Allí, tantos otros cuyas voces retumban todavía en los aires del pueblo primigenio, convocando a los cubanos desde siempre y recordándoles las palabras de aquel que en espíritu también presidió la Asamblea del 10 de abril dichoso; aquel «santo cubano» y «patriota entero» que desplegó a los ojos de las generaciones que vendrían esta verdad tremenda e inolvidable: «No hay Patria sin virtud».
De entonces a esta fecha, pasando a lo largo del siglo terrible de Mella, Guiteras, Frank, Camilo y Che, hasta Argüelles-García, Águedo Morales y los Cinco, ¿qué virtud humana no ha hallado en los pechos cubanos refugio y abrigo? ¿Qué sacrificio conocido no ha encontrado en el estoicismo y la pasión cubana cumplido ejercicio? ¿Qué intento de humillación no ha tenido de la dignidad cubana oportuna y enérgica respuesta? ¿Y podrán la falacia, la calumnia y la mentira, aunque se organicen a escala planetaria y ataquen con la furia ciega de la impotencia y el rencor, arrodillar a un pueblo semejante? ¿Podrá oponérsele a esa constelación de Héroes que iluminan el cielo y el alma de la Patria Cubana con la luz que brota de su virtud acrisolada y pura, un cielito virtual y desvaído en el que los intereses más rastreros y la falta total de escrúpulos morales pretenden proyectar los fuegos fatuos que emanan de las vidas sombrías de sus «héroes» de computadora?
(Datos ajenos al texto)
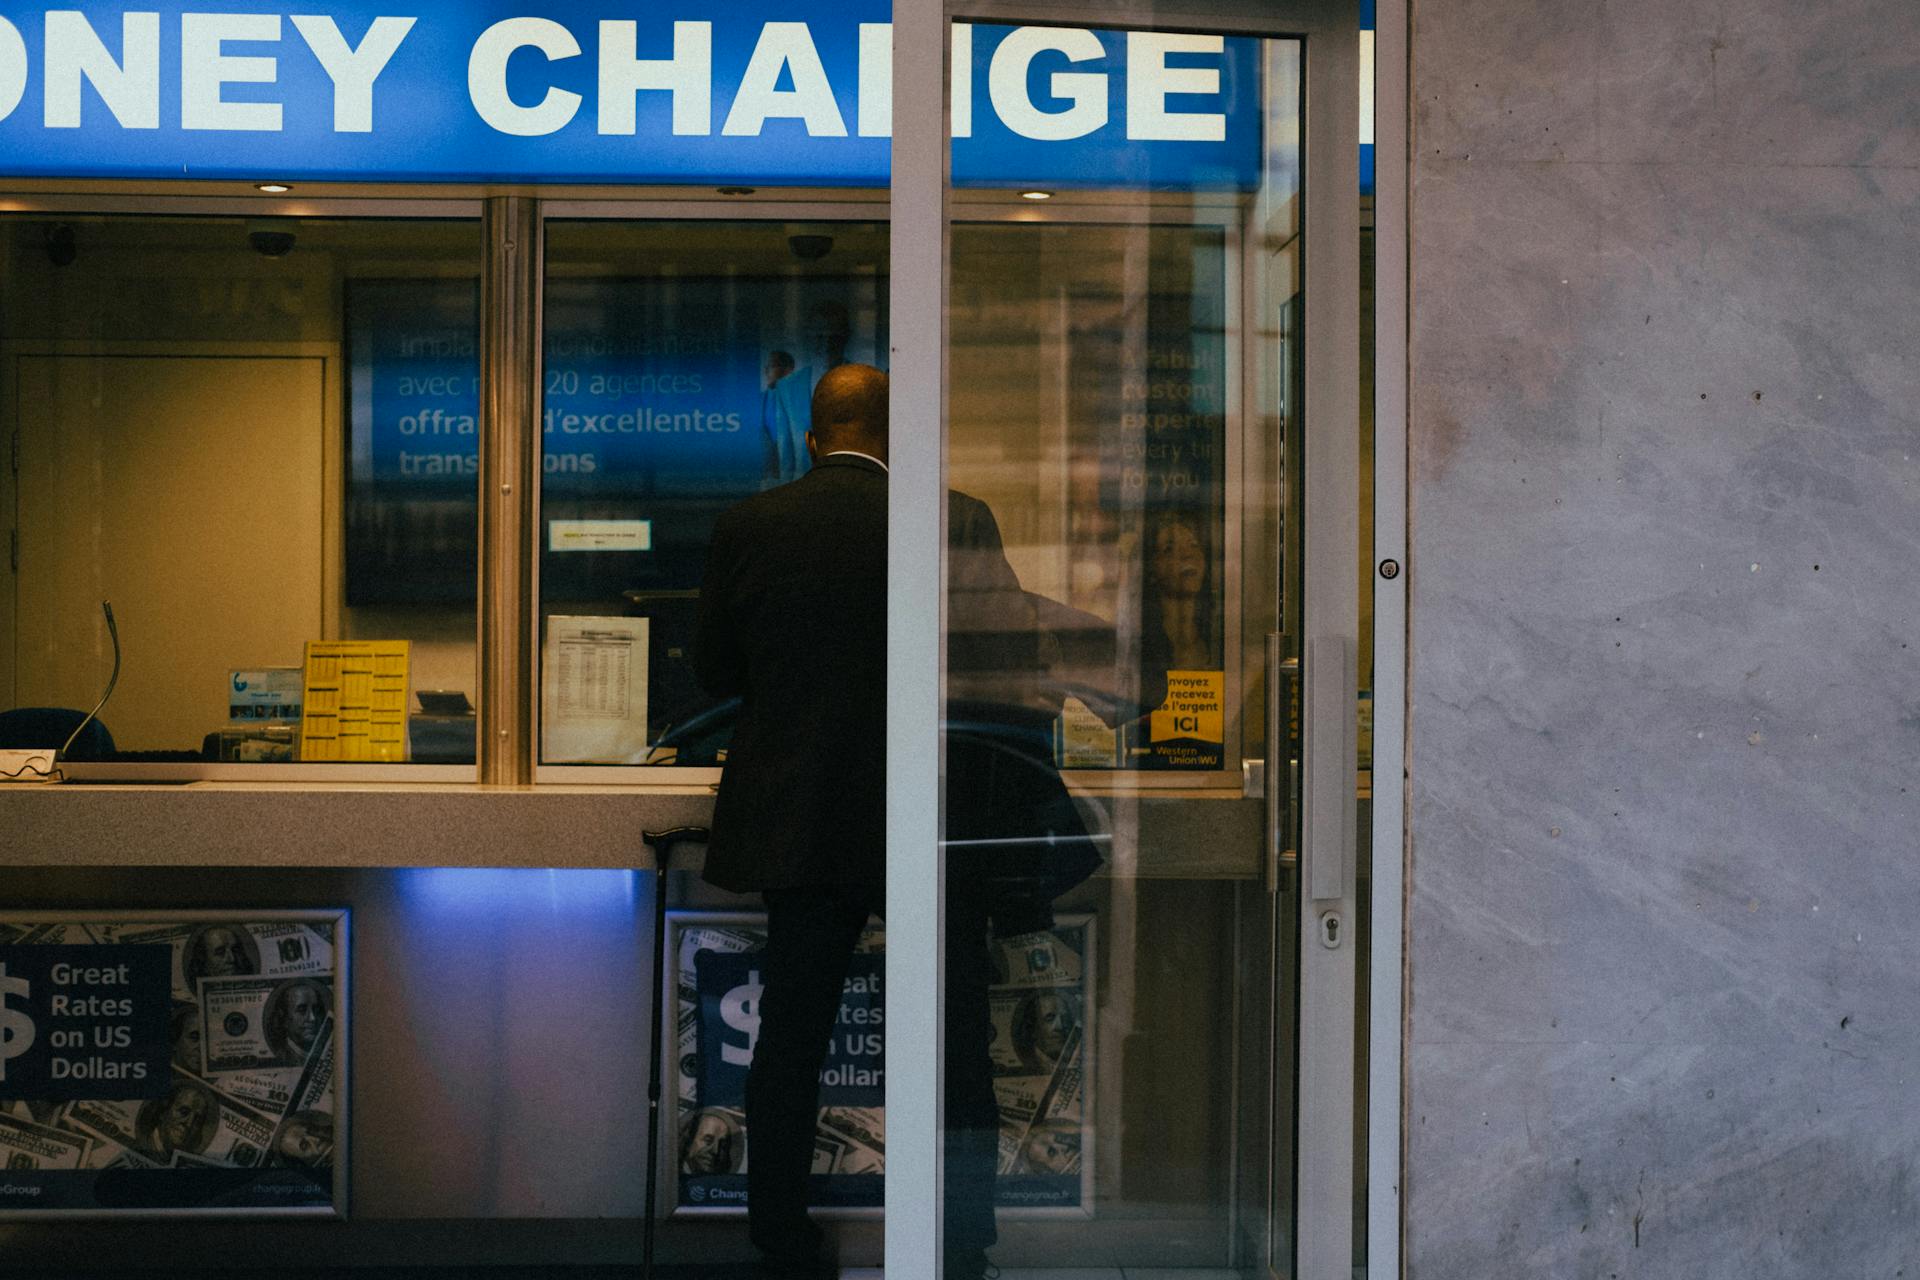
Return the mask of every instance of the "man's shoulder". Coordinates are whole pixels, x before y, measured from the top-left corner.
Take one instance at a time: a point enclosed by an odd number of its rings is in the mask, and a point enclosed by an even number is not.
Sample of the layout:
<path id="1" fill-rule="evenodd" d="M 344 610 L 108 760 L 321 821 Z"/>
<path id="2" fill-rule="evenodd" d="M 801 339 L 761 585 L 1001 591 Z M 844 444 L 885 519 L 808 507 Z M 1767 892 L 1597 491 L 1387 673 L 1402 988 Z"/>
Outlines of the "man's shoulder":
<path id="1" fill-rule="evenodd" d="M 953 515 L 965 515 L 969 519 L 977 519 L 982 515 L 988 517 L 993 515 L 992 507 L 989 507 L 972 494 L 962 493 L 958 489 L 947 490 L 947 509 Z"/>
<path id="2" fill-rule="evenodd" d="M 810 515 L 828 504 L 857 503 L 862 496 L 877 496 L 884 502 L 885 479 L 884 473 L 873 468 L 815 465 L 797 479 L 734 503 L 720 513 L 714 532 L 717 535 L 733 526 Z"/>
<path id="3" fill-rule="evenodd" d="M 1000 522 L 993 508 L 972 494 L 947 490 L 947 541 L 954 546 L 998 546 Z"/>
<path id="4" fill-rule="evenodd" d="M 762 496 L 772 497 L 781 489 L 792 491 L 784 499 L 789 502 L 814 502 L 825 496 L 833 502 L 868 500 L 884 503 L 887 473 L 859 458 L 830 456 L 814 463 L 807 474 L 793 483 L 782 485 L 780 489 L 769 489 Z"/>

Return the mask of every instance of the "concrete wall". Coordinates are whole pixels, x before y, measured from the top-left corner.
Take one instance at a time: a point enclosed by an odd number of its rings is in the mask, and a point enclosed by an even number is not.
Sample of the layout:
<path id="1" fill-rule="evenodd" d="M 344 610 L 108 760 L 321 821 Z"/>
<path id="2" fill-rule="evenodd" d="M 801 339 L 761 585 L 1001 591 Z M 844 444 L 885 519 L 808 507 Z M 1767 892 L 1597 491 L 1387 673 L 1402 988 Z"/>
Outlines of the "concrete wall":
<path id="1" fill-rule="evenodd" d="M 1413 51 L 1407 1274 L 1920 1274 L 1920 8 Z"/>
Hasta aquí el recuento, por ahora. La enseñanza martiana nos aviva el temor de caer en la tentación «de querer poner en palabras cosas que no caben en ellas». Por eso callo, para que sea él quien nos diga que «Aquellos padres de casa, servidos desde la cuna por esclavos, que decidieron servir a los esclavos con su sangre, y se trocaron en padres de nuestro pueblo; aquellos propietarios regalones que en la casa tenían su recién nacido y su mujer, y en una hora de transfiguración sublime, se entraron selva adentro, con la estrella a la frente; aquellos letrados entumidos que, al resplandor del primer rayo, saltaron de la toga tentadora al caballo de pelear; aquellos jóvenes angélicos que del altar de sus bodas o del festín de la fortuna salieron arrebatados de júbilo celeste, a sangrar y morir, sin agua y sin almohada, por nuestro decoro de hombres; aquellos son carne nuestra, y entrañas y orgullo nuestros, y raíces de nuestra libertad y padres de nuestro corazón, y soles de nuestro cielo y del cielo de la justicia, y sombras que nadie ha de tocar sino con reverencia y ternura».